Problem: Merge all overlapping intervals.




def merge(intervals):

    intervals.sort(key=lambda x: x[0])

    merged = []

    for interval in intervals:

        if not merged or merged[-1][1] < interval[0]:

            merged.append(interval)

        else:

            merged[-1][1] = max(merged[-1][1], interval[1])

    return merged


Explanation:

Sort by start time.

If current interval overlaps with the previous, merge them.

Time: O(n log n)


12. Detect Cycle in Linked List

Problem: Check if a linked list has a cycle.




def has_cycle(head):

    slow = fast = head

    while fast and fast.next:

        slow = slow.next

        fast = fast.next.next

        if slow == fast:

            return True

    return False


Explanation:

Use Floyd’s cycle detection algorithm (tortoise and hare).

If fast and slow meet, there's a cycle.

Time: O(n), Space: O(1)


13. Word Break (DP)

Problem: Given a string and a dictionary, return true if the string can be segmented.
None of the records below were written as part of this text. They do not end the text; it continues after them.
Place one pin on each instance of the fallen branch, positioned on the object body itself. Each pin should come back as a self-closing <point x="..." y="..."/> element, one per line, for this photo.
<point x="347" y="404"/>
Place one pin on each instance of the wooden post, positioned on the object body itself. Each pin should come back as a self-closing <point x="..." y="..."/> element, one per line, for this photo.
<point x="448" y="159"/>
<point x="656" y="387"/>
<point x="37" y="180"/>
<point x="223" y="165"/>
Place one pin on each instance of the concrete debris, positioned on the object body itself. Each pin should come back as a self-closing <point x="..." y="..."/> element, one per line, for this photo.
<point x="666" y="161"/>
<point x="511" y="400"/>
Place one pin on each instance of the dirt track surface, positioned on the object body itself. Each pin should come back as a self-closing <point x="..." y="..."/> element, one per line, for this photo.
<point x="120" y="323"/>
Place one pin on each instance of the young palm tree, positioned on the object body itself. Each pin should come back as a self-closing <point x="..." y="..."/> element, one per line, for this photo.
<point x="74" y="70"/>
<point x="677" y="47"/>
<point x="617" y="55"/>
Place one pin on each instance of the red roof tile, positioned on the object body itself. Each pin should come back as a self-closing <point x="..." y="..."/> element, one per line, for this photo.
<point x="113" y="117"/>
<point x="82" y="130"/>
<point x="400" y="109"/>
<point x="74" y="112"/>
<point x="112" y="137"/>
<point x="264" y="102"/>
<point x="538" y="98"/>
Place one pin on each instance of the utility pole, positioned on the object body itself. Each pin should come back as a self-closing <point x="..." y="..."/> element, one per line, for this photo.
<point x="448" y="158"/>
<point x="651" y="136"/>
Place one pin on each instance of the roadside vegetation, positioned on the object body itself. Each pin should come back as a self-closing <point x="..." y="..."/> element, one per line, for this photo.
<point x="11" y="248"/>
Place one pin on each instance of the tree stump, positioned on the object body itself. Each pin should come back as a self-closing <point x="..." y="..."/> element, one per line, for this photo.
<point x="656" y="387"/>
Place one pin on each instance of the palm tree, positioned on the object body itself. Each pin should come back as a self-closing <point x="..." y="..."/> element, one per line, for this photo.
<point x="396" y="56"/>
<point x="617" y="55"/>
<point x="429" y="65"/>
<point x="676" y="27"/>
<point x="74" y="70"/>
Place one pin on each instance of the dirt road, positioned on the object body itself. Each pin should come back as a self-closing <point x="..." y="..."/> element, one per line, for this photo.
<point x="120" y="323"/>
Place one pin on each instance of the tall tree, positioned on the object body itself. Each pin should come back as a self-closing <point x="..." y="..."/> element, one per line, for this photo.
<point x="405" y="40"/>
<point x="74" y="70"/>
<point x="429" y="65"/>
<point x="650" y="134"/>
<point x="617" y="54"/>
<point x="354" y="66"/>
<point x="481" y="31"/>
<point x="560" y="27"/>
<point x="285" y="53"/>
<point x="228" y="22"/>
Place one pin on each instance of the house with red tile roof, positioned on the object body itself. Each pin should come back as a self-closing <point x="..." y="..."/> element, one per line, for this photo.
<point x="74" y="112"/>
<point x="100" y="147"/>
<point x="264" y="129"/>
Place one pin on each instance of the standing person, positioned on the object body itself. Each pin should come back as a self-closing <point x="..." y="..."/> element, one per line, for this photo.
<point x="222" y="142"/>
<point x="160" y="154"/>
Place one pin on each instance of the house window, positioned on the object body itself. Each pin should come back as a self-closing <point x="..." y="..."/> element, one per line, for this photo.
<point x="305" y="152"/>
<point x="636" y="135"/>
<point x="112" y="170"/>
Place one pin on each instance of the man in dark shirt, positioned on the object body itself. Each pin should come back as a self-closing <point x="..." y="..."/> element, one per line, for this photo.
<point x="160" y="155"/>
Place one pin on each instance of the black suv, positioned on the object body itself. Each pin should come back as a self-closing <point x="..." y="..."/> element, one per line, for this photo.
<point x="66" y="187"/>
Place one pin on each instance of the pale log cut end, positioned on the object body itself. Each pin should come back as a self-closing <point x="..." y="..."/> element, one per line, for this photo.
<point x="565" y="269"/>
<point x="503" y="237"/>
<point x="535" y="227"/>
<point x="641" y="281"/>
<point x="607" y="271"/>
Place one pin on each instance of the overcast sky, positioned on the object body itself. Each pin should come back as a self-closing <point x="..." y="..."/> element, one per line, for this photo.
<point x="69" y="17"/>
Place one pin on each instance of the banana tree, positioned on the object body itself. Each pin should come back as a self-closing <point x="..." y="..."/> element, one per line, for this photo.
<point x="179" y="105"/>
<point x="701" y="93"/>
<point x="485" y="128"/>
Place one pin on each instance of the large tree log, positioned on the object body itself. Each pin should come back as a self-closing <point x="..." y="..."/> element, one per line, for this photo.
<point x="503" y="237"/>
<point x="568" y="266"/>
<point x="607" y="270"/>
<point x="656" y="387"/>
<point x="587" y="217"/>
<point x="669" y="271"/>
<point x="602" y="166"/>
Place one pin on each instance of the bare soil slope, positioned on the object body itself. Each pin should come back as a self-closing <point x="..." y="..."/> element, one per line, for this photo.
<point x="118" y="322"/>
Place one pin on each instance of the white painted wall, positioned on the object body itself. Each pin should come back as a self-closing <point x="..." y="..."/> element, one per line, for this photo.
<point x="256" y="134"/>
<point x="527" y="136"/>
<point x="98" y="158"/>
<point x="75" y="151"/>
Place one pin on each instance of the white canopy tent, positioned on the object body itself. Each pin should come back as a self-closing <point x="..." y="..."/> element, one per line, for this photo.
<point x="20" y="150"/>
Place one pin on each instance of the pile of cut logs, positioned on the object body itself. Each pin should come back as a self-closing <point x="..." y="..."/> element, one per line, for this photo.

def word_break(s, wordDict):

    dp = [False] * (len(s)+1)

    dp[0] = True

    wordSet = set(wordDict)

    for i in range(1, len(s)+1):

        for j in range(i):

            if dp[j] and s[j:i] in wordSet:

                dp[i] = True

                break

    return dp[-1]


Explanation:

Use DP where dp[i] is True if s[:i] can be segmented.

Check all j < i if s[j:i] is a word.

Time: O(n²)


14. Clone Graph (DFS)

Problem: Clone an undirected graph.




def clone_graph(node):

    if not node:

        return None

    visited = {}


    def dfs(n):

        if n in visited:

            return visited[n]

        copy = Node(n.val)

        visited[n] = copy

        for neighbor in n.neighbors:

            copy.neighbors.append(dfs(neighbor))

        return copy


    return dfs(node)


Explanation:

Use DFS with a visited map to avoid cycles.

Clone each node and its neighbors recursively.

Time: O(n)


15. Top K Frequent Elements (Heap)

Problem: Return k most frequent elements.




from collections import Counter

import heapq


def top_k_frequent(nums, k):

    count = Counter(nums)

    return heapq.nlargest(k, count.keys(), key=count.get)


Explanation:

Use Counter to count frequency.

Use heapq.nlargest with frequency as key.

Time: O(n log k)


16. Course Schedule (Topological Sort)

Problem: Detect if a cycle exists in a course prerequisite graph.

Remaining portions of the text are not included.